The cell swam into focus: concrete walls, a metal cot, the yellow bulb burning overhead with its sickly glow.

He sat up, his limbs weak and unsteady, adrenaline flooding his veins. It was only a dream. Post-traumatic stress. He’d found Jimmy’s body, seen the ruin of him, the horror carved into flesh. Of course his mind would replay it, would twist it into nightmares. That was normal. That was human.

But it hadn’t felt like a dream.

It felt like a memory.

He could still smell the chamber—the corrosion, the candles, the copper-sweet reek of fresh blood. Could still feel the weight of the blade in his palm, the resistance of skin against steel. Could still hear Jimmy’s screams echoing in the hollow of his skull.

And the worst part—the part that made his stomach clench and his breath catch—was the perspective. He hadn’t watched the killer. Hadn’t stood beside him, a ghost bearing witness.

He’d been him.

Seen through his eyes. Moved with his hands. Felt his cold, meticulous focus as he worked, as he carved, as he worshipped with every cut.

Ash wrapped his arms around himself, fingers digging into his ribs, trying to anchor himself in the here and now.

It wasn’t real. Couldn’t be. Dreams didn’t work like that.

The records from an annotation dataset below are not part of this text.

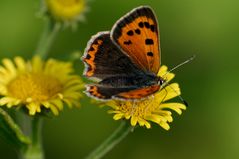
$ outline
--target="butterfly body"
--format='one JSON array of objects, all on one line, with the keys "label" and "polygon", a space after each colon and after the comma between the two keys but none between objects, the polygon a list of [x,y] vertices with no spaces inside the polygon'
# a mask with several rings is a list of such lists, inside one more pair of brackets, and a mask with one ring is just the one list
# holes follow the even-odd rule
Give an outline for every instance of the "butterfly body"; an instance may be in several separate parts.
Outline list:
[{"label": "butterfly body", "polygon": [[132,10],[88,42],[84,75],[96,79],[86,93],[97,99],[142,99],[160,89],[158,25],[151,8]]}]

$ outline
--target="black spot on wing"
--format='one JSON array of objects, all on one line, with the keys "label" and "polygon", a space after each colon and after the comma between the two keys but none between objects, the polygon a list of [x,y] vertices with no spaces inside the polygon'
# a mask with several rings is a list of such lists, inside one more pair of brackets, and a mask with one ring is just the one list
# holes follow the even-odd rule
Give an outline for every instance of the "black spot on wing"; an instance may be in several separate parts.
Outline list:
[{"label": "black spot on wing", "polygon": [[91,58],[90,54],[87,54],[85,57],[85,59],[90,59],[90,58]]},{"label": "black spot on wing", "polygon": [[133,30],[129,30],[129,31],[127,32],[127,35],[129,35],[129,36],[132,36],[132,35],[134,35],[134,32],[133,32]]},{"label": "black spot on wing", "polygon": [[95,51],[95,49],[91,46],[89,51]]},{"label": "black spot on wing", "polygon": [[150,25],[150,30],[151,30],[152,32],[154,32],[154,31],[155,31],[155,26],[154,26],[154,25]]},{"label": "black spot on wing", "polygon": [[124,44],[125,44],[125,45],[130,45],[130,44],[132,44],[132,41],[131,41],[131,40],[124,41]]},{"label": "black spot on wing", "polygon": [[146,44],[146,45],[153,45],[153,44],[154,44],[154,41],[153,41],[153,39],[146,39],[146,40],[145,40],[145,44]]},{"label": "black spot on wing", "polygon": [[147,56],[153,57],[153,56],[154,56],[154,53],[153,53],[153,52],[147,52]]},{"label": "black spot on wing", "polygon": [[150,24],[149,24],[148,22],[144,22],[144,26],[145,26],[146,28],[150,28]]},{"label": "black spot on wing", "polygon": [[144,23],[143,23],[143,22],[139,22],[138,25],[139,25],[140,28],[143,28],[143,27],[144,27]]},{"label": "black spot on wing", "polygon": [[141,31],[139,29],[136,29],[135,33],[139,35],[141,33]]}]

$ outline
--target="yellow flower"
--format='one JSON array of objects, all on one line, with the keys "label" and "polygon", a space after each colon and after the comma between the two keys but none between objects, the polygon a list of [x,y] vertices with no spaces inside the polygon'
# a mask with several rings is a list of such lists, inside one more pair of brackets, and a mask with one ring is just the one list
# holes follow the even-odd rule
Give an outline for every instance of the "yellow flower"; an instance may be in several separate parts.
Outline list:
[{"label": "yellow flower", "polygon": [[[167,73],[167,67],[162,66],[158,76],[163,77],[169,82],[175,75],[173,73]],[[182,109],[185,110],[186,106],[181,103],[165,102],[180,94],[179,85],[173,83],[163,86],[158,92],[146,99],[138,101],[110,100],[106,105],[112,108],[112,110],[109,110],[109,113],[114,114],[114,120],[127,119],[130,120],[132,126],[139,124],[147,128],[151,128],[151,121],[169,130],[169,123],[173,121],[172,112],[170,110],[181,114]]]},{"label": "yellow flower", "polygon": [[44,0],[47,11],[58,21],[76,22],[84,20],[88,11],[87,0]]},{"label": "yellow flower", "polygon": [[83,88],[81,79],[72,75],[70,62],[39,57],[25,61],[15,57],[14,61],[3,59],[0,65],[0,106],[25,106],[30,115],[50,109],[58,115],[66,103],[79,106]]}]

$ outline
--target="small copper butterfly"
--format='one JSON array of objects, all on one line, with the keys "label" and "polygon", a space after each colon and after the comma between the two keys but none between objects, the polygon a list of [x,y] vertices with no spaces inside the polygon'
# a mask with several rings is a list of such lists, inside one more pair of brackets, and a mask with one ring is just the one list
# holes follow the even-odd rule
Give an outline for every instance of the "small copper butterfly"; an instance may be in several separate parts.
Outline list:
[{"label": "small copper butterfly", "polygon": [[91,37],[82,60],[84,75],[96,79],[86,93],[97,99],[141,99],[164,82],[160,68],[159,29],[148,6],[133,9],[112,30]]}]

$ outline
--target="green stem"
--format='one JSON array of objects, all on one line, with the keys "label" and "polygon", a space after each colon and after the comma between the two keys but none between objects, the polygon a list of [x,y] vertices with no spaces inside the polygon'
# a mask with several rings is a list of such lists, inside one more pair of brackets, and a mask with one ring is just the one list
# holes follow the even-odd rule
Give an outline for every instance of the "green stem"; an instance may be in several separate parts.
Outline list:
[{"label": "green stem", "polygon": [[11,135],[12,133],[14,134],[14,136],[16,136],[16,139],[14,140],[16,143],[19,142],[24,145],[30,144],[30,139],[23,134],[22,130],[15,123],[12,117],[2,108],[0,108],[0,118],[4,121],[3,123],[1,123],[1,126],[5,126],[7,133],[10,133],[9,135]]},{"label": "green stem", "polygon": [[42,119],[40,117],[33,117],[31,123],[31,140],[26,149],[20,153],[20,159],[44,159],[44,152],[42,148]]},{"label": "green stem", "polygon": [[60,23],[54,22],[49,18],[46,19],[45,27],[36,48],[35,55],[39,55],[43,59],[47,57],[50,47],[54,42],[60,28]]},{"label": "green stem", "polygon": [[113,149],[120,141],[122,141],[131,131],[133,127],[125,121],[110,135],[99,147],[90,153],[85,159],[100,159],[111,149]]}]

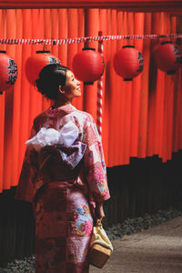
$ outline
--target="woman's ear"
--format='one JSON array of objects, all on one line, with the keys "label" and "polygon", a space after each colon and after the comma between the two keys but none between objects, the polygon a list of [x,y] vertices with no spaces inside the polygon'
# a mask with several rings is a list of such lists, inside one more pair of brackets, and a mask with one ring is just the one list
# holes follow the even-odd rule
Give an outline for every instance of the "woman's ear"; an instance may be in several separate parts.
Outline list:
[{"label": "woman's ear", "polygon": [[65,94],[66,93],[66,91],[63,89],[63,87],[61,86],[59,86],[59,92],[61,94]]}]

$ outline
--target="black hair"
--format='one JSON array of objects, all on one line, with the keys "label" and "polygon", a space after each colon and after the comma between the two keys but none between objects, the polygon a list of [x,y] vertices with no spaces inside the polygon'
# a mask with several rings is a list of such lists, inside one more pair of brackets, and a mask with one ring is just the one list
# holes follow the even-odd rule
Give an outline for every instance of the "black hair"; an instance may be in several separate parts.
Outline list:
[{"label": "black hair", "polygon": [[56,100],[59,94],[59,86],[65,86],[66,71],[68,67],[60,64],[46,66],[39,73],[39,78],[35,80],[38,91],[49,99]]}]

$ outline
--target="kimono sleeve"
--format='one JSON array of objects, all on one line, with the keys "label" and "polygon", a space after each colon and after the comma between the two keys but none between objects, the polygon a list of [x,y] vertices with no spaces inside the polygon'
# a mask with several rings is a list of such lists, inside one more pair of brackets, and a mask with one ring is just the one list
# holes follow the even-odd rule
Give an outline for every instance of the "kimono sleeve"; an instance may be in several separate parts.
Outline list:
[{"label": "kimono sleeve", "polygon": [[[32,127],[30,138],[36,135],[35,127]],[[33,202],[34,182],[38,173],[37,152],[32,146],[26,147],[22,165],[22,170],[15,192],[15,199],[25,202]]]},{"label": "kimono sleeve", "polygon": [[88,185],[89,199],[101,203],[110,197],[106,179],[106,167],[104,158],[103,147],[96,123],[92,116],[86,118],[85,153],[85,177]]}]

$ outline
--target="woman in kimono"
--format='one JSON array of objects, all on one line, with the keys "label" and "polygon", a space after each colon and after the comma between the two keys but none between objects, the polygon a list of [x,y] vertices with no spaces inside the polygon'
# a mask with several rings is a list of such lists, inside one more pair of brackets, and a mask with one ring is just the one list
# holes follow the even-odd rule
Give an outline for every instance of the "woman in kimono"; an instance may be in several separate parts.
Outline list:
[{"label": "woman in kimono", "polygon": [[[92,116],[71,105],[81,90],[67,67],[45,66],[36,86],[55,104],[34,120],[15,195],[33,203],[35,272],[87,273],[93,222],[109,198],[102,144]],[[58,144],[34,144],[50,128]]]}]

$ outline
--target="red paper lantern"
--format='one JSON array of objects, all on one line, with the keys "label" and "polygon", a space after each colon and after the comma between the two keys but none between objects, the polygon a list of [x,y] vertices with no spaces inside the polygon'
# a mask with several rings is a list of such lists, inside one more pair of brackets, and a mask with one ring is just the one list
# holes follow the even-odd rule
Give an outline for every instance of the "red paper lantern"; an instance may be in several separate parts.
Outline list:
[{"label": "red paper lantern", "polygon": [[11,87],[17,78],[17,66],[5,51],[0,51],[0,93]]},{"label": "red paper lantern", "polygon": [[105,62],[95,48],[83,48],[73,59],[73,72],[85,85],[93,85],[104,73]]},{"label": "red paper lantern", "polygon": [[171,75],[182,64],[182,52],[178,46],[170,41],[162,42],[154,53],[157,67]]},{"label": "red paper lantern", "polygon": [[131,81],[143,70],[142,54],[134,46],[124,46],[114,56],[114,67],[124,81]]},{"label": "red paper lantern", "polygon": [[60,60],[50,54],[50,51],[36,51],[36,54],[27,58],[25,62],[25,75],[30,84],[35,85],[39,73],[49,64],[60,64]]}]

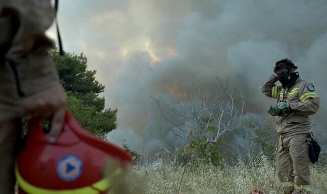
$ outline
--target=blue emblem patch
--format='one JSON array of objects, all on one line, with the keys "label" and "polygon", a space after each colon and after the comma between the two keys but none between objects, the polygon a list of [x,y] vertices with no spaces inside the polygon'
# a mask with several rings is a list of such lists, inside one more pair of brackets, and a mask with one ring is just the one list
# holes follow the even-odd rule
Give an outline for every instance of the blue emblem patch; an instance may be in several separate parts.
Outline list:
[{"label": "blue emblem patch", "polygon": [[308,85],[307,86],[307,88],[309,90],[309,91],[315,91],[315,88],[313,87],[312,85]]},{"label": "blue emblem patch", "polygon": [[83,170],[83,163],[77,156],[67,155],[62,157],[57,164],[57,173],[64,181],[72,181],[77,179]]}]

Dreams were fragments, distortions, the mind’s way of processing trauma.

They didn’t have texture, weight, clarity.

They didn’t leave you tasting blood on your tongue.

He swallowed hard, throat tight, and forced himself to breathe. In. Out. Slow. Steady. The cell was real. The cot beneath him was real. The ache in his muscles, the chill of sweat drying on his skin—all real.

The dream was just a dream.

He repeated it to himself like a mantra, a prayer, a lie he needed to believe.

But deep in the pit of him, in that sunken place where hunger lived and something older than darkness stirred, he felt a memory waiting. Patient. Inevitable.

And it terrified him more than anything he’d ever known.